The obvious conclusion is to convert EVERY Safeway, Whole Foods and Trader Joe’s in the city to a subway station and connect them with tunnel boring machines. This would quickly create a pleasing and most practical transportation network for San Francisco.
So don your hard hats, put on the reflective vests, and get thee to a tunnel boring machine!
But of course, we all know what the symbol for the new subway would be.
So you are on 29th Street walking from Goood Frickin’ Chicken to Rock Bar when you hear a strange sound. You’d swear it’s one of the historic streetcars along Church Street and the Embarcadero, but… that can’t be right.
The streetcar is hurtling down 29th St, but no one is on board.
The ghostly 9 rips past the Front Porch and the 3300 Club.
It’s going way to fast to make the turn onto Mission Street. It jumps the tracks and plows into Pizzahacker!
Other than the time warp, this is basically what happened in 1907 during a streetcar strike that was so violent, it was sometimes referred to as a war. The consolidation of private transit companies over the years led to poor service and the union went on strike for better hours and pay. (The strikes and crappy service eventually led to the creation of Muni a few years later.)
In short, a strike-breaking conductor and motorman were shot up the hill at Noe Street. While a second crew tended to the wounded, the gunmen sent their streetcar racing down 29th unmanned. It crashed into a candy store (where Pizzahacker stands today):
The injured men were taken in their own car by the crew that followed them to St. Luke’s hospital, the unmanned car being left at the top of the Twenty-ninth street hill. A person supposed to have been one of the three strike sympathizers who shot at the crew, started the car down the hill. “[The streetcar] sped over the six blocks between Noe and Mission streets, left the rails at the Mission street curve and crashed into the Mission Toggery and Warren’s candy store…”
More from the July 21, 1907 San Francisco Call:
[The conductor] heard a shot and immediately felt the pang of a bullet wound in his uplifted elbow… The man on the sidewalk near the front of the [streetcar] fired two shots and [the motorman] sank to the platform with a bullet in his thigh…

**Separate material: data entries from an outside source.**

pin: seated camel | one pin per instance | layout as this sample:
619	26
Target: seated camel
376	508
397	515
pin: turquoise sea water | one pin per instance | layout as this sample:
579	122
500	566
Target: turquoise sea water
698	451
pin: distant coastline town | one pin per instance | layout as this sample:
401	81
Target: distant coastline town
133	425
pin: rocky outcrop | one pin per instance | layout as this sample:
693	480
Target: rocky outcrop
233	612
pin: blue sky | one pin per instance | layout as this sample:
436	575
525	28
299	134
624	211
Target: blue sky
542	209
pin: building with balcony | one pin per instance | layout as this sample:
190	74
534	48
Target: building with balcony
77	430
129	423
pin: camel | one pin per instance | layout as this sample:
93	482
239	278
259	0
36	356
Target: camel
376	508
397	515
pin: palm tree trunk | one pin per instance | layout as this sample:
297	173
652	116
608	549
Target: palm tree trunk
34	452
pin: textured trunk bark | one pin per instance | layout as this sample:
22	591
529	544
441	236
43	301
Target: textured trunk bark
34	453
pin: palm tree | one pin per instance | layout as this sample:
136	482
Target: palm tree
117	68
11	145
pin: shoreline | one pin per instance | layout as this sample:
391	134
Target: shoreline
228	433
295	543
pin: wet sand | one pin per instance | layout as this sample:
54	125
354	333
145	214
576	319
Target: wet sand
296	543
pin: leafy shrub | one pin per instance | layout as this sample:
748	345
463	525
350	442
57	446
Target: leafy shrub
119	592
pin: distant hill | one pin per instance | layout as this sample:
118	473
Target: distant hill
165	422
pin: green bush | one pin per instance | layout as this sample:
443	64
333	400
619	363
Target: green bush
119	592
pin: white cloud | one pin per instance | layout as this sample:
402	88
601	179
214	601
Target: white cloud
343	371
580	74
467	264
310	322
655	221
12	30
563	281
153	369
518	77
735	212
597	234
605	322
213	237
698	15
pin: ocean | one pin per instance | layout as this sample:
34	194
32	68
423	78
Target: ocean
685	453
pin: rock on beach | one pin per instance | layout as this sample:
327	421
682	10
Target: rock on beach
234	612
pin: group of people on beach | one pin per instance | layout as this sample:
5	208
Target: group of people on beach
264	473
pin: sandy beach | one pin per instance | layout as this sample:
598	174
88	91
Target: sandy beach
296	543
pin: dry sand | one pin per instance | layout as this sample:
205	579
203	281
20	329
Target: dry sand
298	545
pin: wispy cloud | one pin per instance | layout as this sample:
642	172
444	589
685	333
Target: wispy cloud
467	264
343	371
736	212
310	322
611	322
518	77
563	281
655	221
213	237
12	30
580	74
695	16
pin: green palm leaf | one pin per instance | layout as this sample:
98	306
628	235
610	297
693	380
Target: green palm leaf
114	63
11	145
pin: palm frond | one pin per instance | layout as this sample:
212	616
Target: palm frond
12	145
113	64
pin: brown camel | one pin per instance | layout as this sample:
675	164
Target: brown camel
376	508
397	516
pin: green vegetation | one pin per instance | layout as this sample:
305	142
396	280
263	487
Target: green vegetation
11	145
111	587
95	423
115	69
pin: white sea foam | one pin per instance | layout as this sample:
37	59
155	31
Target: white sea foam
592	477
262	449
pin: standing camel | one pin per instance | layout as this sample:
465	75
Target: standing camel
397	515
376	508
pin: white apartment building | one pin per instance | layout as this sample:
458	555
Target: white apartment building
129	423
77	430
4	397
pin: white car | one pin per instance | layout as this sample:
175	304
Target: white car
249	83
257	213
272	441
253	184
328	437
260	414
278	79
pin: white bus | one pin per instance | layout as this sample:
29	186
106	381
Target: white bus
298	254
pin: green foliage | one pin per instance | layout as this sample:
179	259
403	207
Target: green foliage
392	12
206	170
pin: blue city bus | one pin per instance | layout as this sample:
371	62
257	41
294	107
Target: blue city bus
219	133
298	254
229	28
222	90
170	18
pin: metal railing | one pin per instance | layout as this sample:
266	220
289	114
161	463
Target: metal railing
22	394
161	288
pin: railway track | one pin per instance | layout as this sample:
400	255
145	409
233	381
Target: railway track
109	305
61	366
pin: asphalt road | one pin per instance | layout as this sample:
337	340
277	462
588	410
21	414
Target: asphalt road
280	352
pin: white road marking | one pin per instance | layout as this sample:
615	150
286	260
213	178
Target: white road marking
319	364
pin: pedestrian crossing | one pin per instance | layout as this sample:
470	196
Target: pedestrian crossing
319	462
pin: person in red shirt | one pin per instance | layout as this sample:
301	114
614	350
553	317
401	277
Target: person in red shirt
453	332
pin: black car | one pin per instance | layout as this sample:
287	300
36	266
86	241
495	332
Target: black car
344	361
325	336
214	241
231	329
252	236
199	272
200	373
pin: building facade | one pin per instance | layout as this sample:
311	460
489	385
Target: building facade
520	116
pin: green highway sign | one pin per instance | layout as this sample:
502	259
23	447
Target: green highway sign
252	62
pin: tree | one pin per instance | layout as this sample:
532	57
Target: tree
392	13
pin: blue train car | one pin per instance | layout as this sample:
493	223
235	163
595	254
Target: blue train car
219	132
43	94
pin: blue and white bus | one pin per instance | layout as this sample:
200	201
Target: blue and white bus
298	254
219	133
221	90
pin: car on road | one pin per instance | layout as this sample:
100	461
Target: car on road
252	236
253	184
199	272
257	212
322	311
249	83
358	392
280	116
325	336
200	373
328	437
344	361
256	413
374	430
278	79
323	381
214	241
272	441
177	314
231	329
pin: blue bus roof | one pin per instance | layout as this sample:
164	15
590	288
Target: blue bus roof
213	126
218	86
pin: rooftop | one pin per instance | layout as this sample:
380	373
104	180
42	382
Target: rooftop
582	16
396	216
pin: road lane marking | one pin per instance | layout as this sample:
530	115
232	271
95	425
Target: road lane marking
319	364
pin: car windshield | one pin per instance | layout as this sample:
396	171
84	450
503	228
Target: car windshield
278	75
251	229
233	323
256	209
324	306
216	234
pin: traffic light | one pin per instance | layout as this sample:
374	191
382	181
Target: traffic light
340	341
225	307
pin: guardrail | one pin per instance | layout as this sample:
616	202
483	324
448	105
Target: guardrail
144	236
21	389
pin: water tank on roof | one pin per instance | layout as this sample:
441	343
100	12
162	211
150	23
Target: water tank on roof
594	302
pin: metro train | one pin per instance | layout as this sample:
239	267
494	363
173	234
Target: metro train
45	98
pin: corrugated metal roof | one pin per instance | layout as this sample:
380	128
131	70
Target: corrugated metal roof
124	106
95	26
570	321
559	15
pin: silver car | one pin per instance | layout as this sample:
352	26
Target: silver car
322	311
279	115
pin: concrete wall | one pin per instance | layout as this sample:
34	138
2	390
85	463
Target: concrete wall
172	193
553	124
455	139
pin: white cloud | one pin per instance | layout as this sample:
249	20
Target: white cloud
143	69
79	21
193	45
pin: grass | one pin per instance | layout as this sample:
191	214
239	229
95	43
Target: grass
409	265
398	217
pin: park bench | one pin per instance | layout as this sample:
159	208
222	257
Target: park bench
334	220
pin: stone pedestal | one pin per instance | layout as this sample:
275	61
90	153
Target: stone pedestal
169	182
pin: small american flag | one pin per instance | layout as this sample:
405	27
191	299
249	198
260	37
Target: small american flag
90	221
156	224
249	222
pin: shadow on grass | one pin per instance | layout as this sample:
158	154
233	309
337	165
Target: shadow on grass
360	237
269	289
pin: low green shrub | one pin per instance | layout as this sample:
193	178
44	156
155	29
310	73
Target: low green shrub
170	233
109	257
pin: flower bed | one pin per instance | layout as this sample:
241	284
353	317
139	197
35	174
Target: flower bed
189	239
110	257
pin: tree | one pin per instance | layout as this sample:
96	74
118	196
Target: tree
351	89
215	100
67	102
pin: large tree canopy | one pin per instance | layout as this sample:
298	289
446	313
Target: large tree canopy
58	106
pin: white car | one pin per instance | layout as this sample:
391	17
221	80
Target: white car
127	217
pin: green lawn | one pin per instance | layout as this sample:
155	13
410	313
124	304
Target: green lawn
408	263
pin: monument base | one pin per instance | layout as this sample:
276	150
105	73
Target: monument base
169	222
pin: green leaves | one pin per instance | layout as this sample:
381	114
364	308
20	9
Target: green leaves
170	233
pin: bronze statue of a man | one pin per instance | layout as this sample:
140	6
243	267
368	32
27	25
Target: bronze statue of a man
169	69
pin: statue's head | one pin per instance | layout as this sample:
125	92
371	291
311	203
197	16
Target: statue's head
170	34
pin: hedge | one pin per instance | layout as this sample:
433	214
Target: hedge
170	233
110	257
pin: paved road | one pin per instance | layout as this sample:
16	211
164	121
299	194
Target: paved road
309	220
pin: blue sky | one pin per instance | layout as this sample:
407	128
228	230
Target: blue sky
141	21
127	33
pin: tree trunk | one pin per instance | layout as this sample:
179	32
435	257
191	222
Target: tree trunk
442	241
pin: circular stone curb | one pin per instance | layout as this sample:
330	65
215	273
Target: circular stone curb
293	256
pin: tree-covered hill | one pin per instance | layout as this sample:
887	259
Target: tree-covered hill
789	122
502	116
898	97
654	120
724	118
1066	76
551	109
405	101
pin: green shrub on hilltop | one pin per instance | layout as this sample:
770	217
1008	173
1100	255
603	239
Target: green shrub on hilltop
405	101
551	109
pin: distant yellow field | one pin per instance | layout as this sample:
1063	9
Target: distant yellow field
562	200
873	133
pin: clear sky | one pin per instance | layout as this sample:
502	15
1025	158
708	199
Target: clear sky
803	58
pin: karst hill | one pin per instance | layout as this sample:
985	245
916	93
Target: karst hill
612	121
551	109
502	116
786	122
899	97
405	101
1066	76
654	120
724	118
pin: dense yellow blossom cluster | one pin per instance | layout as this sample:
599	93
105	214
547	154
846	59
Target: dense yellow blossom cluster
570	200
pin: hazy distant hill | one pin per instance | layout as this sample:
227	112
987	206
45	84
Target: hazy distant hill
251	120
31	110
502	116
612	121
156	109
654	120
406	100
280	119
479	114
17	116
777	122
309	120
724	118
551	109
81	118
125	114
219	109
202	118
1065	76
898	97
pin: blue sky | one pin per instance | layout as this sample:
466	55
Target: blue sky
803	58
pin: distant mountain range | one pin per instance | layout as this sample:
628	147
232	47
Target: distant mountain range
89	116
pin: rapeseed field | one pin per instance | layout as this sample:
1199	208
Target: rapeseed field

The car with the injured reached Mission street… but on the other track, car 1664 [was] gathering speed rapidly as its 26 tons of smoothly turning wheels came flying down the grade. Quickly the turn was made from Twenty-ninth street into Mission. Warning shouts were given and the crowd which was strolling in Mission street gave way to the green electric vehicle which came racing down the tracks.
With a bound the wheels of the runaway struck the flanges of the rails at the turn. The car swerved on the pavement. The trolley flew off. The car struck the curb and half turned, but could not he stopped and sidled over the sidewalk and crashed into the glass fronts of the stores.
The people In the store had heard the shouts in the streets and were turning to the door when they saw the car coming upon them with the almost animated ferocity of a dragon. They fled toward the rear of the store, but the car was too quick. Through the brittle glass and the thin wood frame the mad car smashed its way.
Here’s the 1900 Sanborn Maps site of the crash (and where Pizzahacker is today).
Here’s a GIF of the change from 1886 to 1950. The candy shop became a bank, probably in the 1930s.
And here’s the color Sanborn map from 1905. Looks like the kindergarten may have shut down by that time.
I’m not entirely sure if the lines were numbered in 1909 — those maps above are from the 1920s and 1940s. This one is from 1905, and seems to show destination names instead of numbers.
In case you were wondering what a “toggery” was, it apparently sold “men’s furnishings, women’s wear and dry goods“:
Anyway, the crash led to no end of lawsuits.
@Pizzahacker is already looking to get in on it.